Mas se a lógica do vilão regenerado (ou injustiçado, já que na historinha do game Ralph é jogado fora para que se construa um prédio, logo, ele tem suas razões para entrar em modo de fúria e querer destruir a construção) não é novidade, afinal. Já vimos “Meu Malvado Favorito” e “Megamente”. O trunfo aqui está em fazer graça com os videgames e a memória afetiva que temos. Afinal, crescemos com títulos como “Alex Kid”, “Pitfall”, “Sonic” e “Super Mario World”. Para começo de conversa, na hilária cena do grupo de ajuda aos vilões, em que vemos Zangief e M. Bizon, de “Street Fighter”, Scorpion, de “Mortal Kombat” ou o Dr. Robotinic, de “Sonic”, chorar as pitangas por serem maus.

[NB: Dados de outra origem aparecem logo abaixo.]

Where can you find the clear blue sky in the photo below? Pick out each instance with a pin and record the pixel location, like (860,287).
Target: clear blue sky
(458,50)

Mas as surpresas não param por aí. Vale muito a pena prestar atenção à estação central por onde passam os personagens para ir de um jogo a outro. É cheio de pequenas surpresas e homenagens. Além disso, temos os próprios jogos que são mostrados com mais detalhes. “Conserta Felix” é quase idêntico em jogabilidade ao “Donkey Kong” original (o que lançou o Mario para o arcade), enquanto os outros dois jogos que são mostrados com mais detalhes, “Hero’s Duty” e “Sugar Rush” são variações de “Call of Duty” e “Mario Kart”.

É desses outros títulos que vêm dois ótimos personagens paralelos. Do “Hero’s Duty” a durona Sargento Calhoun e do “Sugar Rush” a ótima Vanellope von Schweetz. Essa última chega a roubar a cena, já que é considerada um glitch, ou um defeito no jogo (e, convenhamos, que é uma ideia excelente incluir um defeito de programação como personagem). Parte do charme de Vanellope está na voz original, cheia de malícia de Sarah Silverman, que é dublada com alguma competência por Marimoon, vejam vocês.

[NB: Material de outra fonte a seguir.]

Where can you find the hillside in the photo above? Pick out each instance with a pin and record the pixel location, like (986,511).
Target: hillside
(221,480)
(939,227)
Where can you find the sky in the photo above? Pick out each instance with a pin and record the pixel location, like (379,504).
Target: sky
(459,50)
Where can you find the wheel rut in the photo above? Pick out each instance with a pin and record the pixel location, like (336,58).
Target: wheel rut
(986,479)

Do meio para o final do filme a gente é lembrado que quem está por trás de tudo é a Disney, afinal. O ritmo que vinha bem se perde um pouco, arrastando a narrativa, e os personagens começam a passar pelo obrigatório processo de autoconhecimento e abnegação, simbolizados pelo valor da amizade. Nada que não haja em outras animações feitas fora da Casa do Mickey, mas é sentida a mão pesada do estúdio em prol da boa mocice. Mas quando chega nesse ponto, já estamos tão envolvidos com o filme que nem ligamos para essas coisas. Só queremos ver todo mundo se abraçando no final obrigatoriamente feliz.

Publicado originalmente no Portal POP.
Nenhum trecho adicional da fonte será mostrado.